Other telescopes are designed to look at very faint stars in much small sections of the sky, and at very high resolution. The KELTs, in contrast, look at millions of very bright stars at once, over broad sections of sky, and at low resolution.
It's a low-cost means of planet hunting, using mostly off-the-shelf technology: while a traditional astronomical telescope costs millions of dollars to build, the hardware for a KELT telescope runs less than $75,000.
"This discovery is a testament to the discovery power of small telescopes, and the ability of citizen scientists to directly contribute to cutting-edge scientific research," said Pepper, who built the two KELT telescopes.
The astronomers hope to take a closer look at KELT-9b with other telescopes—including Spitzer, the Hubble Space Telescope (HST), and eventually the James Webb Space Telescope. Observations with HST would enable them to see if the planet really does have a cometary tail, and to determine how much longer that planet will survive its current hellish condition.
Besides Vanderbilt, Ohio State and Lehigh, American partner institutions include Fisk University, Pennsylvania State University, the Harvard-Smithsonian Center for Astrophysics, Las Cumbres Observatory Global Telescope Network, University of Notre Dame, NASA Ames Research Center, Bay Area Environmental Research Institute, Swarthmore College, IPAC, Brigham Young University, University of California-Santa Cruz, University of Wyoming, Louisiana State University, University of Louisville, Spot Observatory in Nashville, Westminster College, Kutztown University, University of Hawaii, University of Washington, Texas A&M University, Wellesley College, and the Winer Observatory in Sonoita, Arizona.
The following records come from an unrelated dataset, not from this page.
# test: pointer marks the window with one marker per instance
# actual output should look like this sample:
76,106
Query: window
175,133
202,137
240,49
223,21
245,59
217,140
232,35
International team members are from Denmark, Italy, Japan, Portugal, Switzerland, Australia, Germany and South Africa.
The study was largely funded by the National Science Foundation through an NSF CAREER Grant, NSF PAARE Grant and an NSF Graduate Research Fellowship. Additional support came from NASA via the Jet Propulsion Laboratory and the Exoplanet Exploration Program; the Harvard Future Faculty Leaders Postdoctoral Fellowship; Theodore Dunham, Jr., Grant from the Fund for Astronomical Research; and the Japan Society for the Promotion of Science.